Research on the different functions dictated by the left or right side of the brain has been abundant, particularly in the last decade as those in neuroanatomy and neuroscience work to map the nervous system and the human brain. But often lacking in the science of brain lateralization is a sense of how we, as beings, are affected by what’s happening in each hemisphere.
First-time author James Olson dives deep into interdisciplinary studies in order to bring fresh perspective to the issue. Drawing on philosophy, science, theology, sociology, political science, and anthropology, Olson expertly culls insight from each discipline in order to create intriguing theories about how the brain can distort our perceptions and drive our actions based on which hemisphere is more dominant.
His interest isn’t merely academic; he believes that understanding the brain more fully can lead to personal and cultural transformation and lead to peace on both an individual and global scale. “Peace, like everything else, is an energy, and the two brain hemispheres process energy in radically different ways (one unifies, one separates),” he writes.
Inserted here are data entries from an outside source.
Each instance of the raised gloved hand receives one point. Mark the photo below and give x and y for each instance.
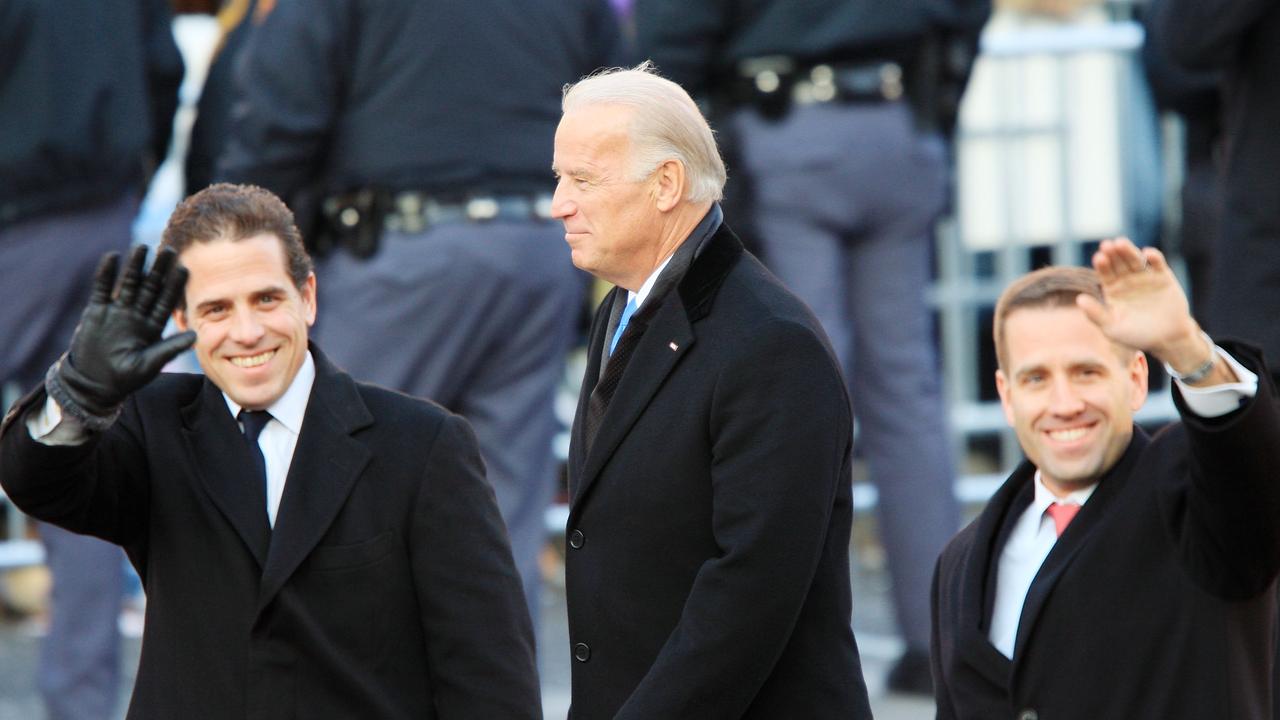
(117, 347)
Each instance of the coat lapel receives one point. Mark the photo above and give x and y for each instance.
(977, 579)
(325, 466)
(222, 461)
(667, 338)
(594, 359)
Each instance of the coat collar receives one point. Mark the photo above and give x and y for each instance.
(325, 465)
(668, 336)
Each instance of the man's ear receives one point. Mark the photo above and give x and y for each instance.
(1139, 377)
(309, 299)
(670, 190)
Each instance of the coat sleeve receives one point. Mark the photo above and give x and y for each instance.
(97, 488)
(941, 692)
(781, 433)
(479, 636)
(1223, 506)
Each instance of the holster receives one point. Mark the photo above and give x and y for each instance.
(352, 222)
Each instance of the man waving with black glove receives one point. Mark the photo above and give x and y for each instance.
(310, 546)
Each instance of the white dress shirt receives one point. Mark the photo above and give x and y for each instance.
(1033, 536)
(279, 436)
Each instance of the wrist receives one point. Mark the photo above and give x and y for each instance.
(1191, 365)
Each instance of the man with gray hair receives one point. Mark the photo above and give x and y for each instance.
(709, 466)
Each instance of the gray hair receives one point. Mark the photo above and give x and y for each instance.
(666, 124)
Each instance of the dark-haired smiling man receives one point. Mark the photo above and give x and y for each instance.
(310, 546)
(1116, 574)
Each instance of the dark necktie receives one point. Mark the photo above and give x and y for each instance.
(254, 422)
(617, 363)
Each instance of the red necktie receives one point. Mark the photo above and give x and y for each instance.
(1063, 514)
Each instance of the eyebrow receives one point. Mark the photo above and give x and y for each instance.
(268, 290)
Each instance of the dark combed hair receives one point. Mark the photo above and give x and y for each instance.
(237, 212)
(1047, 287)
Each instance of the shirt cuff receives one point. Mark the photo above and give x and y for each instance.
(50, 427)
(1215, 401)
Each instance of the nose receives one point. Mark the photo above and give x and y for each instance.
(246, 328)
(1065, 400)
(561, 205)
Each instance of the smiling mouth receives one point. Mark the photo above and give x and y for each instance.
(252, 360)
(1069, 434)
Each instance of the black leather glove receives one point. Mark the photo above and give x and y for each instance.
(117, 347)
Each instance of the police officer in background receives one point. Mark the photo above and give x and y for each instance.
(87, 95)
(423, 132)
(839, 113)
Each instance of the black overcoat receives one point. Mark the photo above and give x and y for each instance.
(385, 589)
(1157, 601)
(708, 532)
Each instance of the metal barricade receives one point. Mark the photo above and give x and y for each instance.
(16, 548)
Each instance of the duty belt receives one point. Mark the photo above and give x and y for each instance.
(415, 212)
(356, 220)
(773, 83)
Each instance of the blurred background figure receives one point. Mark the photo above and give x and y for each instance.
(839, 114)
(1196, 96)
(420, 137)
(87, 94)
(1239, 39)
(236, 18)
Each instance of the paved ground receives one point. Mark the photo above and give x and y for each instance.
(872, 623)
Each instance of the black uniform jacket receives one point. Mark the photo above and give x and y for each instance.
(1157, 601)
(708, 532)
(385, 589)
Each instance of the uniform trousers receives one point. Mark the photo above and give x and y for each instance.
(845, 201)
(478, 317)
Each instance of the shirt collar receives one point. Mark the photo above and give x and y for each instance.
(705, 228)
(291, 406)
(1045, 497)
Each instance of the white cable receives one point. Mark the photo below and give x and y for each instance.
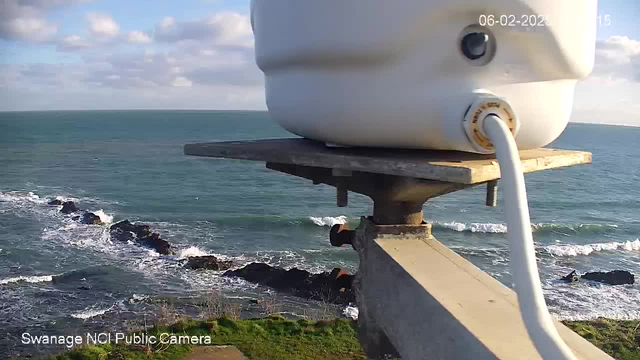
(522, 255)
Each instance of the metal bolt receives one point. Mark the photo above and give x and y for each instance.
(342, 195)
(492, 193)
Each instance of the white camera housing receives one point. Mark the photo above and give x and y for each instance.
(383, 73)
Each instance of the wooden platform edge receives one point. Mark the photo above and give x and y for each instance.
(461, 168)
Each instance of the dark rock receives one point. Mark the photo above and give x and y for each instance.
(126, 231)
(139, 231)
(616, 277)
(208, 262)
(69, 207)
(90, 218)
(154, 242)
(334, 287)
(571, 277)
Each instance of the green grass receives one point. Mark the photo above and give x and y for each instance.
(280, 339)
(271, 338)
(620, 339)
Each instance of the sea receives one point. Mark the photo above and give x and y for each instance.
(61, 277)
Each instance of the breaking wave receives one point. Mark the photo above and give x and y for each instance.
(89, 313)
(28, 279)
(491, 228)
(576, 249)
(328, 220)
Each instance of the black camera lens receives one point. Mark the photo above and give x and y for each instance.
(474, 45)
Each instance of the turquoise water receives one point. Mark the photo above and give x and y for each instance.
(57, 275)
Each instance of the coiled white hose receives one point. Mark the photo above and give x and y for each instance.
(522, 256)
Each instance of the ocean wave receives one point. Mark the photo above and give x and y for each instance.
(473, 227)
(328, 220)
(90, 312)
(589, 302)
(192, 251)
(586, 249)
(491, 228)
(21, 196)
(28, 279)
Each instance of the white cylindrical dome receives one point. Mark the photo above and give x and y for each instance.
(403, 73)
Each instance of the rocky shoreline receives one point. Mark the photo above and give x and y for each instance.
(331, 287)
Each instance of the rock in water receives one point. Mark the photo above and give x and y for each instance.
(142, 235)
(208, 262)
(69, 207)
(123, 226)
(154, 242)
(616, 277)
(126, 231)
(90, 218)
(571, 277)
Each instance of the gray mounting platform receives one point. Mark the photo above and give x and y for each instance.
(445, 166)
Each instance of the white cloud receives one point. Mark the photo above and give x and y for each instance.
(73, 42)
(226, 28)
(138, 37)
(181, 81)
(609, 95)
(618, 57)
(102, 25)
(26, 19)
(31, 28)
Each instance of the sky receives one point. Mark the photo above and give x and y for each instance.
(198, 54)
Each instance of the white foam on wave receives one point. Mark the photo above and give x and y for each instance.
(29, 279)
(328, 220)
(581, 302)
(89, 313)
(474, 227)
(192, 251)
(492, 228)
(576, 249)
(105, 218)
(135, 298)
(18, 196)
(351, 312)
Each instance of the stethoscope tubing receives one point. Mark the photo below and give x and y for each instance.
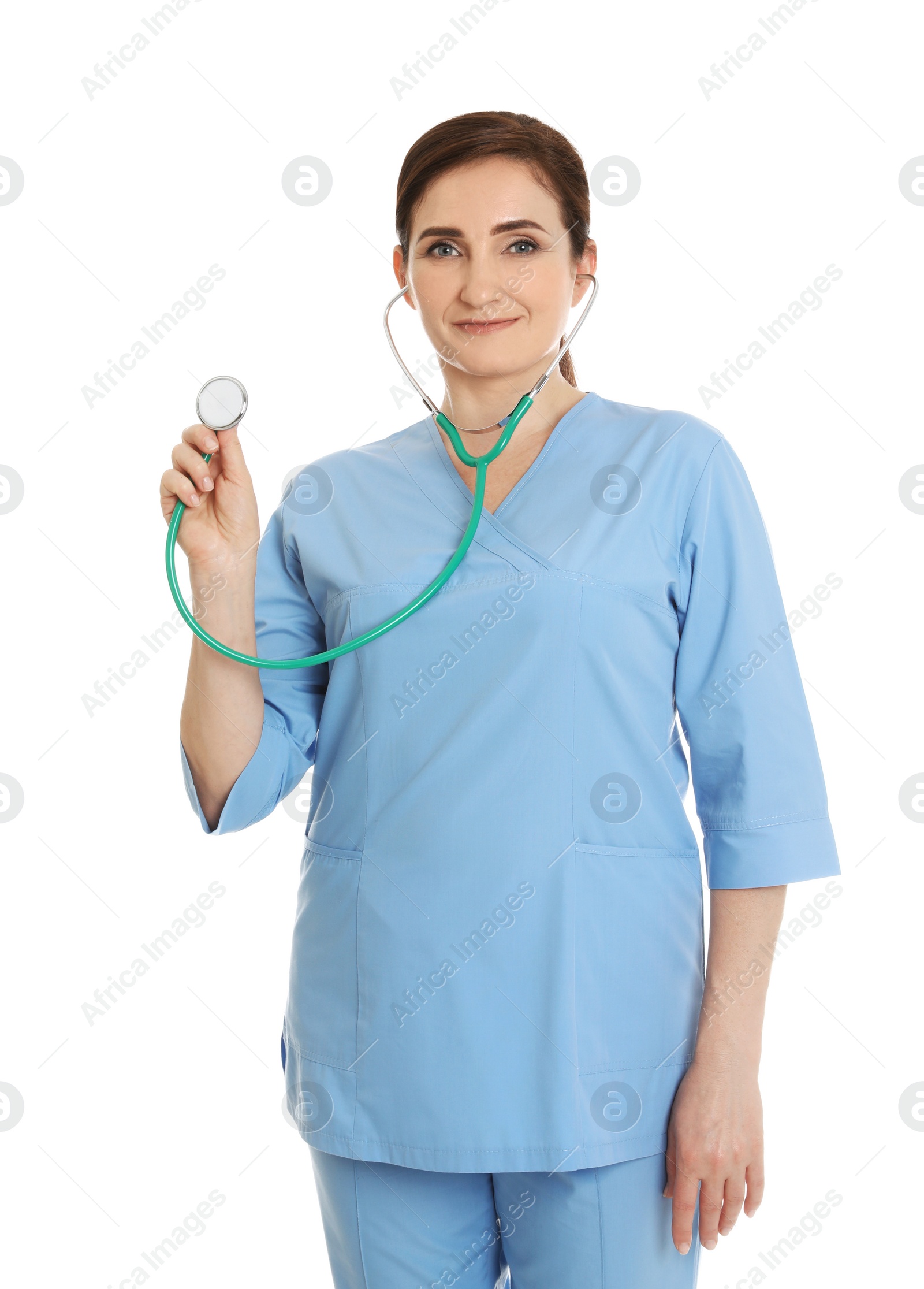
(480, 465)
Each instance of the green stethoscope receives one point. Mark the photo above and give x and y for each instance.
(222, 403)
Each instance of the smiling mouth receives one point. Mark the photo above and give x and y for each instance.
(475, 328)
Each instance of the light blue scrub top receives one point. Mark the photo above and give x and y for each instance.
(498, 956)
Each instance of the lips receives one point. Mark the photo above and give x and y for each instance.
(475, 328)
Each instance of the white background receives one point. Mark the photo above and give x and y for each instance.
(129, 196)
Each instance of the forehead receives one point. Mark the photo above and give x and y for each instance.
(482, 194)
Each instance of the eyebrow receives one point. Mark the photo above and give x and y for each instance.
(507, 227)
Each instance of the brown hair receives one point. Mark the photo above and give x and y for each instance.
(474, 136)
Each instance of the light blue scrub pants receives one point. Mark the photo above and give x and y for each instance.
(393, 1228)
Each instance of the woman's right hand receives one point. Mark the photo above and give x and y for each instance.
(221, 525)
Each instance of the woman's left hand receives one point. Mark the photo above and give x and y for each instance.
(716, 1145)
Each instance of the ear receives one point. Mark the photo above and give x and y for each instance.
(586, 265)
(398, 266)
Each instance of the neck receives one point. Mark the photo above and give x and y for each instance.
(479, 403)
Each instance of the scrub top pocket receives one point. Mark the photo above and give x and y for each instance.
(322, 979)
(638, 957)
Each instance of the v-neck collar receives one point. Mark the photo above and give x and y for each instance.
(571, 414)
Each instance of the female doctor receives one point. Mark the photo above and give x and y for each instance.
(500, 1042)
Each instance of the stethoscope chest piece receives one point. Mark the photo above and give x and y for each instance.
(222, 403)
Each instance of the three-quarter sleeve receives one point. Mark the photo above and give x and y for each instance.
(288, 626)
(757, 777)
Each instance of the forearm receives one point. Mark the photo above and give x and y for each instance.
(743, 930)
(222, 716)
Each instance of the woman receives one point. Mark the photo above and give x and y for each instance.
(498, 1041)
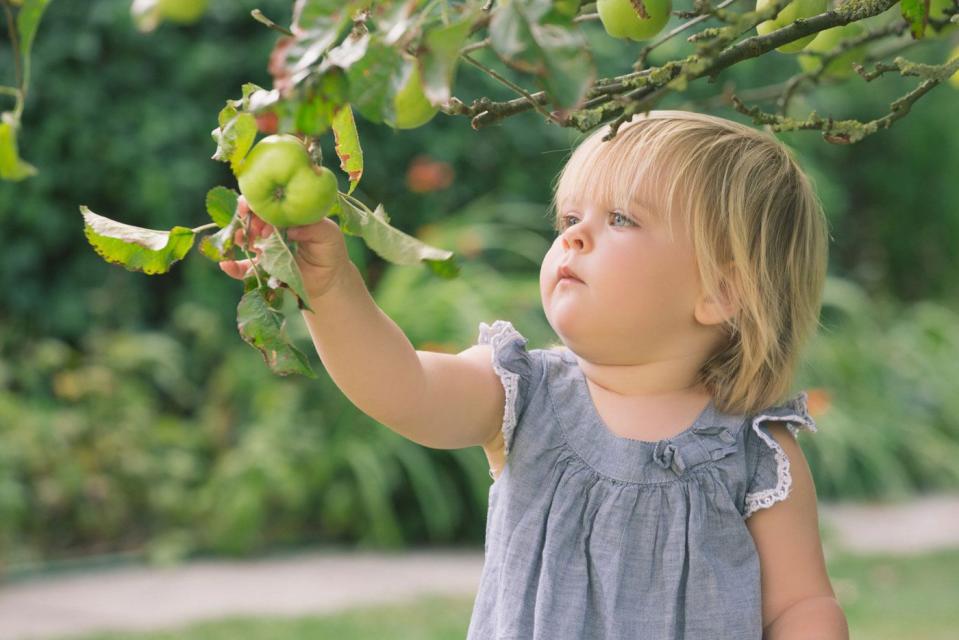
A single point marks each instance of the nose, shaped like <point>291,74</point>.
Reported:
<point>575,237</point>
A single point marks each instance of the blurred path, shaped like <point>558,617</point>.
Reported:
<point>141,598</point>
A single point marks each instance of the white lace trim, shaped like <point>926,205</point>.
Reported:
<point>498,335</point>
<point>795,423</point>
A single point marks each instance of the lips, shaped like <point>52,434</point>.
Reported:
<point>566,272</point>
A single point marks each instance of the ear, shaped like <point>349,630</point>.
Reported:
<point>709,310</point>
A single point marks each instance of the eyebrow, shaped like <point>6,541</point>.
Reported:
<point>641,203</point>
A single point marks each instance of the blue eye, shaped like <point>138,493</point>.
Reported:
<point>561,224</point>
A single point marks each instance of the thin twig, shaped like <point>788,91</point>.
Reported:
<point>644,54</point>
<point>18,62</point>
<point>262,19</point>
<point>532,101</point>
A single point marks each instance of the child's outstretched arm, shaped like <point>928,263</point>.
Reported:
<point>439,400</point>
<point>798,599</point>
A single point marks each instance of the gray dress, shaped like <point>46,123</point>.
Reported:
<point>590,535</point>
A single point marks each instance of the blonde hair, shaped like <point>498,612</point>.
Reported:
<point>756,225</point>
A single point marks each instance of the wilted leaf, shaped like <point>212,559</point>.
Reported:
<point>263,328</point>
<point>347,145</point>
<point>390,243</point>
<point>221,205</point>
<point>279,262</point>
<point>234,136</point>
<point>374,80</point>
<point>136,248</point>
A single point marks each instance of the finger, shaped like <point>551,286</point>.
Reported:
<point>235,268</point>
<point>242,207</point>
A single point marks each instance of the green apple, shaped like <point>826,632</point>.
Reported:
<point>621,18</point>
<point>841,66</point>
<point>412,108</point>
<point>283,186</point>
<point>789,14</point>
<point>182,11</point>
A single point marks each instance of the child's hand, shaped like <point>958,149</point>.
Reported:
<point>320,252</point>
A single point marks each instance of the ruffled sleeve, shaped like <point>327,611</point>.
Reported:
<point>514,366</point>
<point>766,463</point>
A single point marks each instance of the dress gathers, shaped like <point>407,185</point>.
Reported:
<point>590,535</point>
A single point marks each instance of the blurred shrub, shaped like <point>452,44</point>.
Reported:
<point>882,386</point>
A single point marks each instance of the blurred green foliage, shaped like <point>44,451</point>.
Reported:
<point>133,417</point>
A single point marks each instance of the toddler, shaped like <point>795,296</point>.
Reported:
<point>647,482</point>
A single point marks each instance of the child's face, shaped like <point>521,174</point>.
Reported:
<point>639,286</point>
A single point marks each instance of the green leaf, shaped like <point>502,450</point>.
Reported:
<point>221,205</point>
<point>347,52</point>
<point>511,38</point>
<point>571,70</point>
<point>916,13</point>
<point>136,248</point>
<point>263,327</point>
<point>347,145</point>
<point>554,50</point>
<point>390,243</point>
<point>317,25</point>
<point>441,56</point>
<point>12,167</point>
<point>315,113</point>
<point>219,246</point>
<point>280,263</point>
<point>234,136</point>
<point>374,80</point>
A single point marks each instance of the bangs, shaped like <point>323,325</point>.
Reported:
<point>630,173</point>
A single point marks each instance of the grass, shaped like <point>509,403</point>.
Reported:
<point>884,597</point>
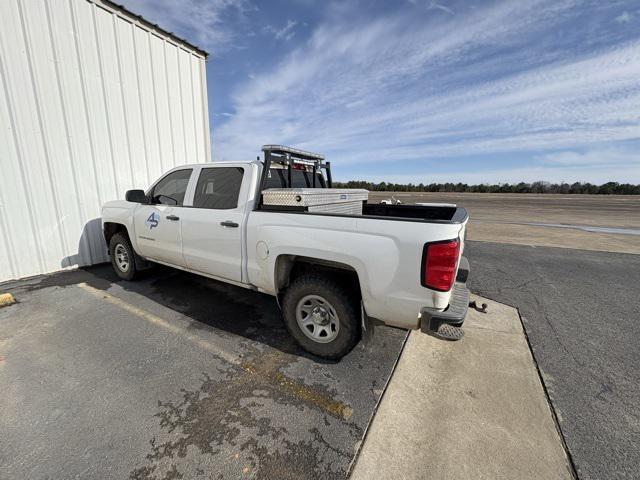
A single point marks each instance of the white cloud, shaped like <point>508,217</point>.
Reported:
<point>438,6</point>
<point>395,89</point>
<point>287,32</point>
<point>625,17</point>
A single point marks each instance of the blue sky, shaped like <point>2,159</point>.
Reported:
<point>421,90</point>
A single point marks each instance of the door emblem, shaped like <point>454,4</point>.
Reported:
<point>153,220</point>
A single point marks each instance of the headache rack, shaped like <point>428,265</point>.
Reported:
<point>291,159</point>
<point>316,196</point>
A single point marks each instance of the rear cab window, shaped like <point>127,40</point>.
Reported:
<point>172,189</point>
<point>218,188</point>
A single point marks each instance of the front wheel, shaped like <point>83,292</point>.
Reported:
<point>122,256</point>
<point>321,317</point>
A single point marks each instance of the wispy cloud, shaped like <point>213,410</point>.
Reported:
<point>624,17</point>
<point>206,23</point>
<point>487,81</point>
<point>286,32</point>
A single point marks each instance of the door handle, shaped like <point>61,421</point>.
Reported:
<point>229,223</point>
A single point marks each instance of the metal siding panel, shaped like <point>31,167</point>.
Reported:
<point>175,107</point>
<point>196,101</point>
<point>31,172</point>
<point>79,142</point>
<point>131,103</point>
<point>161,89</point>
<point>96,113</point>
<point>187,107</point>
<point>90,105</point>
<point>146,99</point>
<point>112,96</point>
<point>60,173</point>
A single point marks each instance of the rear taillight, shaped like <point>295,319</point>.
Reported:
<point>439,262</point>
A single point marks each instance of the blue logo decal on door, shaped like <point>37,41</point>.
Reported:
<point>153,220</point>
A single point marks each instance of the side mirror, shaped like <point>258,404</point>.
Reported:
<point>136,196</point>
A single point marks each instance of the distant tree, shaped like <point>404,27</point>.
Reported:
<point>609,188</point>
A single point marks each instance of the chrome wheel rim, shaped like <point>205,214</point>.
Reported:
<point>122,258</point>
<point>317,319</point>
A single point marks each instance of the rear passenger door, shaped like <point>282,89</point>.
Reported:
<point>157,225</point>
<point>212,229</point>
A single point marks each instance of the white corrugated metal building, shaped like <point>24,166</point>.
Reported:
<point>93,101</point>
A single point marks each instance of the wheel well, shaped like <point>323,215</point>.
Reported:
<point>289,267</point>
<point>111,228</point>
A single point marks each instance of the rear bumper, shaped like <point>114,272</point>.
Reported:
<point>456,311</point>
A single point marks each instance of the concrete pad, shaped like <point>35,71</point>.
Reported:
<point>6,299</point>
<point>469,409</point>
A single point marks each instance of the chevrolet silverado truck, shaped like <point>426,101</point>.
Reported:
<point>336,269</point>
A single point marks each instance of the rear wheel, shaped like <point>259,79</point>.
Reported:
<point>321,317</point>
<point>122,256</point>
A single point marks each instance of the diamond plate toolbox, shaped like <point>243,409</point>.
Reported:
<point>312,197</point>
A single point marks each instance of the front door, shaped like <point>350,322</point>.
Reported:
<point>158,225</point>
<point>212,229</point>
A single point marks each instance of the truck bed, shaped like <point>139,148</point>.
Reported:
<point>407,213</point>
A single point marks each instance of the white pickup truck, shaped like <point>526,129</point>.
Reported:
<point>334,274</point>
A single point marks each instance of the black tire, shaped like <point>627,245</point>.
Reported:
<point>346,308</point>
<point>119,244</point>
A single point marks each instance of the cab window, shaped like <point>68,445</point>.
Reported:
<point>172,188</point>
<point>218,188</point>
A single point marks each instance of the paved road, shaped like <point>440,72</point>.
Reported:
<point>581,310</point>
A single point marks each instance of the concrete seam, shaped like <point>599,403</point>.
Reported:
<point>556,421</point>
<point>375,409</point>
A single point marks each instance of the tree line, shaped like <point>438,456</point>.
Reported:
<point>609,188</point>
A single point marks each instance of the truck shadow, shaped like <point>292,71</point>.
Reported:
<point>208,304</point>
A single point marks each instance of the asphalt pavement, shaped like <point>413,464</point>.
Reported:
<point>174,376</point>
<point>581,312</point>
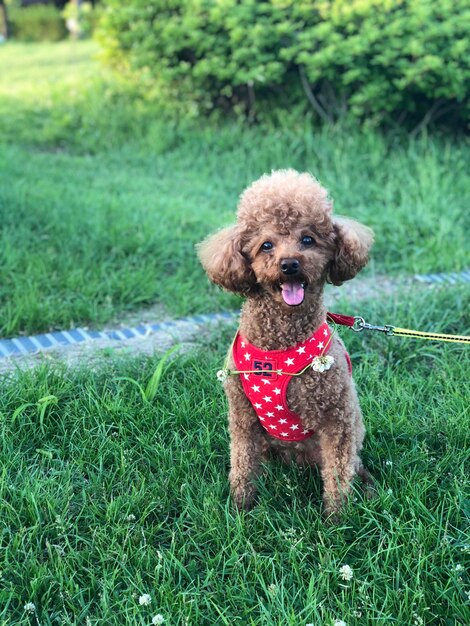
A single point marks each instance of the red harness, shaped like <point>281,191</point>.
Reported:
<point>267,388</point>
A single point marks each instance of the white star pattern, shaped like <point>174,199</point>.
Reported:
<point>273,410</point>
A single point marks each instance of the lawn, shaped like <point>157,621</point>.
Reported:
<point>104,198</point>
<point>115,509</point>
<point>106,497</point>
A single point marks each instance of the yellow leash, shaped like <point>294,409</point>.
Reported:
<point>360,324</point>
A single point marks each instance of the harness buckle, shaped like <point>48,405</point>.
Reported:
<point>360,324</point>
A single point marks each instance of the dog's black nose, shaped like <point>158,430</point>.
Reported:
<point>290,266</point>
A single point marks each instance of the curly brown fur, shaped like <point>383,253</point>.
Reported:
<point>292,213</point>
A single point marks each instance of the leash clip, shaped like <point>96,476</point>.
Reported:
<point>360,324</point>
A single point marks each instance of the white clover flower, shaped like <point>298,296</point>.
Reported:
<point>222,375</point>
<point>346,572</point>
<point>272,589</point>
<point>322,363</point>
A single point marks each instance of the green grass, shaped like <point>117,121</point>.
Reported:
<point>105,195</point>
<point>107,496</point>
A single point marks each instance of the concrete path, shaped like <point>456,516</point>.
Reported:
<point>81,345</point>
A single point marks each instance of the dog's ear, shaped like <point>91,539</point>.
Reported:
<point>352,244</point>
<point>221,255</point>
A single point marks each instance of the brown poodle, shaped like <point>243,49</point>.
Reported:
<point>288,377</point>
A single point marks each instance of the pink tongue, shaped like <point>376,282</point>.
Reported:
<point>293,293</point>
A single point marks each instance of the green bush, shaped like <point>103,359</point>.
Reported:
<point>378,60</point>
<point>39,22</point>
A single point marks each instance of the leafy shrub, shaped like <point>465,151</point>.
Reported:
<point>80,19</point>
<point>378,60</point>
<point>39,22</point>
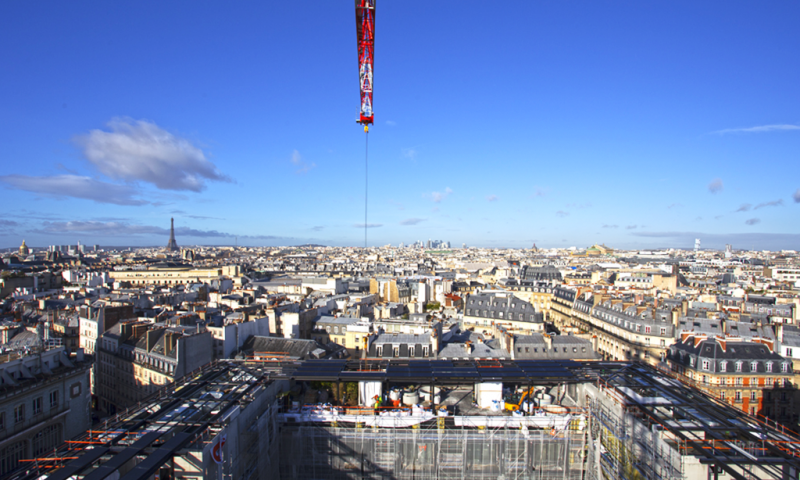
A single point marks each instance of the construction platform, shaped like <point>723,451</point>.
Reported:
<point>600,420</point>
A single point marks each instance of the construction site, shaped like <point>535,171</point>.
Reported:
<point>426,419</point>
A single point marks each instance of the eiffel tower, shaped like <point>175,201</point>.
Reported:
<point>172,246</point>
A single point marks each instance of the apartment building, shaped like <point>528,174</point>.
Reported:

People tend to direct energy toward either peace or conflict, and this push toward one or the other depends on which brain hemisphere is dominant, Olson notes.
For example, he posits, political conservatives tend to have left-brain values, which concern individual rights and responsibilities, whereas liberals lean toward right-brain values, which tap into collective needs and teamwork. Olson doesn’t claim that one side or the other is “good,” merely that their differences lead to polarization within groups.
The dualistic perspective of the left brain, for instance, separates everything that comes into its view, leading to clashes about political affiliation, abortion, homosexuality, and other hot button issues. Although the right brain can see both perspectives, there are many factors that can keep it from producing clear and accurate perceptions of the same issues.
In putting together his theories, Olson turns often to works of spiritual insight, which he calls “modern revelation,” and notes that his thought was heavily influenced by works like The Urantia Book and A Course in Miracles. These books, along with Eastern and Western philosophy, provide a framework in which Olson creates a unique perspective. He writes, “[T]he more mundane perspective of science is given added dimensionality with the addition of a fully elaborated spirit-based perspective.”
For those looking to understand the brain in a radically different way, Olson offers a multi-disciplinary view that’s intriguing. His ability to articulate how brain dominance affects issues like corporate motivation and government action proves compelling, and creates a guide on how to achieve personal transformation as well as peace on a larger scale.